The problem is that starting Firefox and Thunderbird take a long time,
it took time to detect the DNS resolution problem was the origin of
these timeouts. I am not using that domain that is having resolution
problems.
The real culprit is the default `fedora` hostname, instead of localhost.
Starting a Wireshark capture there are DNS searches for
fedora.domain_failing.tld, when starting Firefox and Thunderbird. The
presence of the search path on generated /etc/resolv.conf isn't the
cause of these DNS searches, I edited them out while the VPN was still
active.
Even 'ping fedora' start doing these searches with the search paths
appended. 'ping localhost' doesn't do that. The only workaround to this
issue is to add fedora to the localhost entries on /etc/hosts.
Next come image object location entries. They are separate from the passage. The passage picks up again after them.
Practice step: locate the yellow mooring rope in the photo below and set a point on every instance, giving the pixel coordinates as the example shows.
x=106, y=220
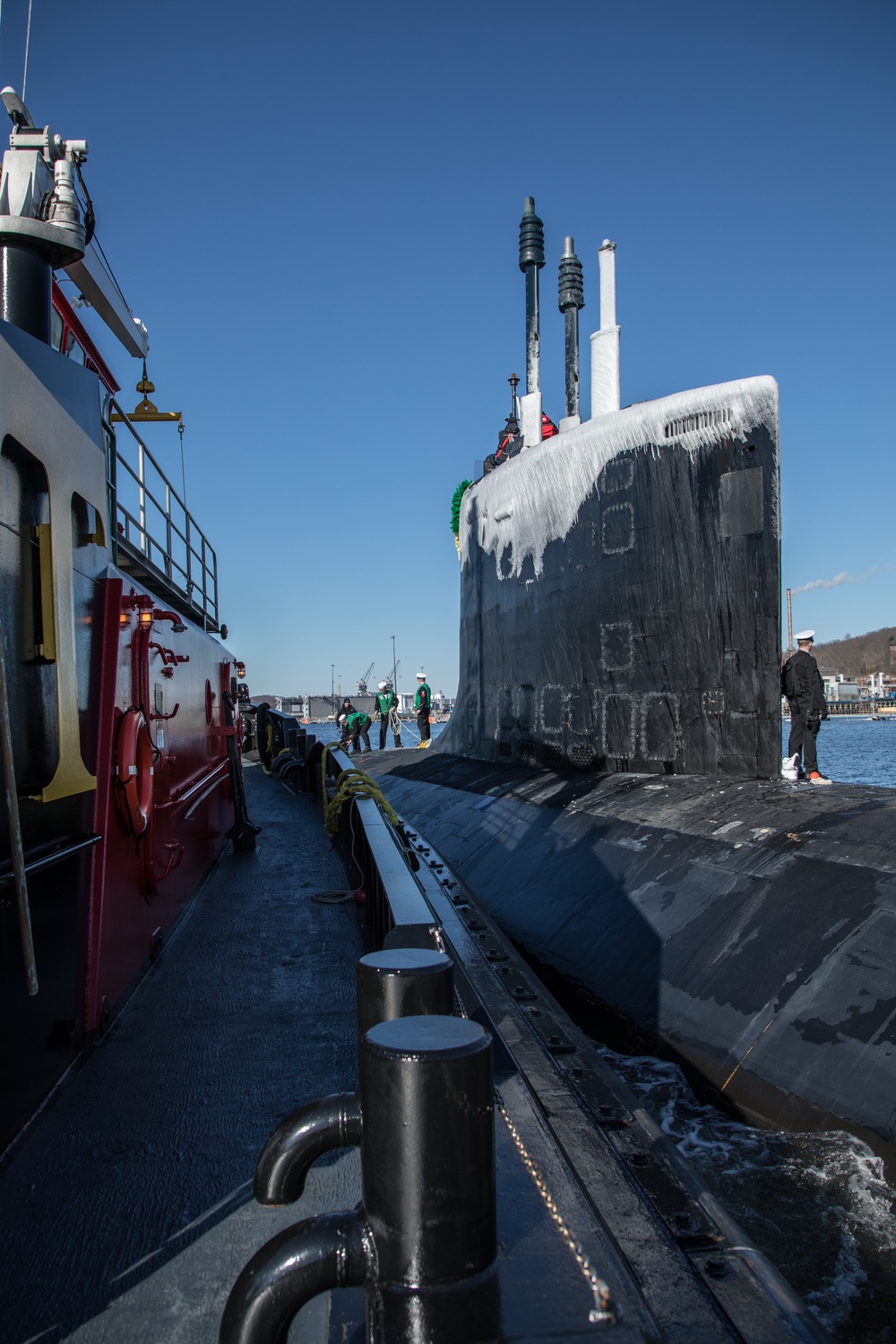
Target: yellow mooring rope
x=351, y=784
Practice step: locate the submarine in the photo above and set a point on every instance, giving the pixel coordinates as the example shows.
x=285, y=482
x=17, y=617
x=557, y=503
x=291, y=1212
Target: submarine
x=608, y=787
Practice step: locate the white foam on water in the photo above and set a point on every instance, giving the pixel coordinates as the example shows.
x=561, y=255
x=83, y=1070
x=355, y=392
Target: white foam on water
x=817, y=1203
x=535, y=497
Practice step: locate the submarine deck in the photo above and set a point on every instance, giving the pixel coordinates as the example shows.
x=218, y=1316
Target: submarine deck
x=126, y=1204
x=747, y=925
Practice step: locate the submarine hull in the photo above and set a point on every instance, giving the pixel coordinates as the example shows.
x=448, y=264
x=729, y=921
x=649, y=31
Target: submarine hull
x=621, y=594
x=750, y=927
x=608, y=784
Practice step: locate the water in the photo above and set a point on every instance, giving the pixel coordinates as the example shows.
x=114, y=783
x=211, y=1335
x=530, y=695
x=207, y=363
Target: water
x=817, y=1204
x=855, y=752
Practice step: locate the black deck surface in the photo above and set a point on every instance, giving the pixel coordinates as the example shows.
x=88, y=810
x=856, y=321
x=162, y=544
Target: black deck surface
x=126, y=1211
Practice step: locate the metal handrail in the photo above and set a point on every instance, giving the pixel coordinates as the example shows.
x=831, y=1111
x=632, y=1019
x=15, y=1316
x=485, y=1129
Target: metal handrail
x=398, y=913
x=194, y=572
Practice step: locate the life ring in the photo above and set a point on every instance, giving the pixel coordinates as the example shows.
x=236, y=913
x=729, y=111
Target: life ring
x=134, y=771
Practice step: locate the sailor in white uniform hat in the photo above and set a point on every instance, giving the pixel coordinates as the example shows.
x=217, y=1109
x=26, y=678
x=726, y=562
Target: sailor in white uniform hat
x=802, y=685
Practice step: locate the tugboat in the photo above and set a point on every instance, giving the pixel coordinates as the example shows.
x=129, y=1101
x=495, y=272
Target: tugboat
x=113, y=679
x=608, y=784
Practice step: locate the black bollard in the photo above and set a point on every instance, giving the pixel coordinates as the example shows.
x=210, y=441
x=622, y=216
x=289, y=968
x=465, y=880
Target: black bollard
x=402, y=983
x=427, y=1174
x=398, y=983
x=425, y=1238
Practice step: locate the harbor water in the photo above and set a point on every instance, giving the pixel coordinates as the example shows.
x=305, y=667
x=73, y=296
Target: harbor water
x=855, y=750
x=817, y=1203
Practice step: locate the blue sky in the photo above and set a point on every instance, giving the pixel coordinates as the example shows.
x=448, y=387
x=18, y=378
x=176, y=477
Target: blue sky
x=314, y=210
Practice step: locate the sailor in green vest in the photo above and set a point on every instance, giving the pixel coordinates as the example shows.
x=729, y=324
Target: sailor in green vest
x=355, y=726
x=387, y=707
x=424, y=703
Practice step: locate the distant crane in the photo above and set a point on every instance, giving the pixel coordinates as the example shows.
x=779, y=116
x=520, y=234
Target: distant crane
x=362, y=682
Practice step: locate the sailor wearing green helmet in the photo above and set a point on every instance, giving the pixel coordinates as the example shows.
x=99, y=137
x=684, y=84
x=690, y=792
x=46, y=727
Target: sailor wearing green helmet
x=424, y=703
x=387, y=709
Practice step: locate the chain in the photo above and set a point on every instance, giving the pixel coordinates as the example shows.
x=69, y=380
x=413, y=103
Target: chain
x=602, y=1309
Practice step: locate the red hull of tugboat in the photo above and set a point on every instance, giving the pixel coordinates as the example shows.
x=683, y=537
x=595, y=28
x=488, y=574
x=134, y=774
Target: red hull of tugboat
x=97, y=623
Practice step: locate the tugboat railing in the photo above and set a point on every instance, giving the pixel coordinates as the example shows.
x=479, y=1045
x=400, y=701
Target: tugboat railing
x=153, y=526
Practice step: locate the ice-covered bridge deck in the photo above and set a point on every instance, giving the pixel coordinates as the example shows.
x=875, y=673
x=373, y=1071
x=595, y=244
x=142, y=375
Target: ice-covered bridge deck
x=126, y=1212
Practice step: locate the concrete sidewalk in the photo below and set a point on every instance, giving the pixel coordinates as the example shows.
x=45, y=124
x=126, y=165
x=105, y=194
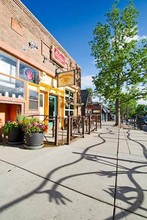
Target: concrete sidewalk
x=100, y=177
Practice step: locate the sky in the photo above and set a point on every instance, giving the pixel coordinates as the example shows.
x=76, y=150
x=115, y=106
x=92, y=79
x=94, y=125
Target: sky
x=72, y=22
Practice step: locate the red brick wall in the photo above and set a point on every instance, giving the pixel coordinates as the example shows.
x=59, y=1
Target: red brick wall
x=18, y=27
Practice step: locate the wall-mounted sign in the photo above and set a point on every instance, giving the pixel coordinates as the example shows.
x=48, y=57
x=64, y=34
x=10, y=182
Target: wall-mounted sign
x=57, y=56
x=66, y=78
x=96, y=111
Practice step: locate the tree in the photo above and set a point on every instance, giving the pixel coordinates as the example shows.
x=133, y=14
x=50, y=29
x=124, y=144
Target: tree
x=120, y=59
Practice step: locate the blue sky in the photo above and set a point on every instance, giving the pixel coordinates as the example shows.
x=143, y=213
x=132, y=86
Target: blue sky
x=71, y=22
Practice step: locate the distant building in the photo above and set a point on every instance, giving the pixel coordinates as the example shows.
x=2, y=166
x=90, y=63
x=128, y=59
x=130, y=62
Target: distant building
x=92, y=107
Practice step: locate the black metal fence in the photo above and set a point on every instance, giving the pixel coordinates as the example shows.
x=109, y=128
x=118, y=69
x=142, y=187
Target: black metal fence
x=63, y=130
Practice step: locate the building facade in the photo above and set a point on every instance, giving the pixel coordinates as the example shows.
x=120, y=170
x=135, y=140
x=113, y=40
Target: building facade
x=37, y=75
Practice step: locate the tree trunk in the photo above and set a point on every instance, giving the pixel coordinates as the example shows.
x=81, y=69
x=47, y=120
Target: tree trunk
x=117, y=110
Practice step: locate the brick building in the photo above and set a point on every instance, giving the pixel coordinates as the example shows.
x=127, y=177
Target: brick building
x=37, y=75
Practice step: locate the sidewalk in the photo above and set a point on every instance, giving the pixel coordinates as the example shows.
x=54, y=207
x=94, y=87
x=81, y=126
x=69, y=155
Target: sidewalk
x=100, y=177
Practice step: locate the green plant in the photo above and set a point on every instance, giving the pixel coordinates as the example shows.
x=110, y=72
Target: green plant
x=10, y=125
x=33, y=125
x=17, y=123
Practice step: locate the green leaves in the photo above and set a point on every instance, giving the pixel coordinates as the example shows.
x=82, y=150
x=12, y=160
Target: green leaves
x=120, y=59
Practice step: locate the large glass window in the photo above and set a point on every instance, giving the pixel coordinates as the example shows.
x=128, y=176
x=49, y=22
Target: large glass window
x=7, y=65
x=33, y=100
x=28, y=73
x=11, y=87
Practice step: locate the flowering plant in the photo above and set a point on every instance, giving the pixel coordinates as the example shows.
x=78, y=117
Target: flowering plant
x=17, y=123
x=33, y=125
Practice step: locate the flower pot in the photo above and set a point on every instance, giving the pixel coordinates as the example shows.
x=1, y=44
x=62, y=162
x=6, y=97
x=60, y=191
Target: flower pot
x=34, y=140
x=16, y=136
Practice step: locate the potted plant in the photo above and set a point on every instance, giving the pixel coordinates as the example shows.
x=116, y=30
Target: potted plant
x=34, y=133
x=14, y=130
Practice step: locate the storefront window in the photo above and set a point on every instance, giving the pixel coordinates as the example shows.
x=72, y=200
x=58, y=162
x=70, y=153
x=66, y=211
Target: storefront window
x=28, y=73
x=11, y=87
x=33, y=100
x=7, y=65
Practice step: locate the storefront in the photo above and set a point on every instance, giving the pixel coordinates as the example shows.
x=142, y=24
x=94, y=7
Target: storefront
x=29, y=59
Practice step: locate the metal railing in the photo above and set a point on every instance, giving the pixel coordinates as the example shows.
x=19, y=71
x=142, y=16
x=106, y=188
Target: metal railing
x=63, y=130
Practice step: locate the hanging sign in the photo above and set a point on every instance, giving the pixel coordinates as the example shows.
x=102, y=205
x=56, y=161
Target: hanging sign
x=66, y=78
x=57, y=56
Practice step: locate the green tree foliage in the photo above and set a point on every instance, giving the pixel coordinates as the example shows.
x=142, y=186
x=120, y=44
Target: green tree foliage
x=120, y=59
This in some way is a DNS leak, even on a VPN with perfectly working DNS
resolution, the fedora name should not be searched on these domains
until I am using the fedora full hostname on these domains. Even worse
when simply starting applications like Firefox o Thunderbird.
Maybe changing the default hostname to fedora wasn't a good idea after
all, or at least fedora should be added to the default /etc/hosts.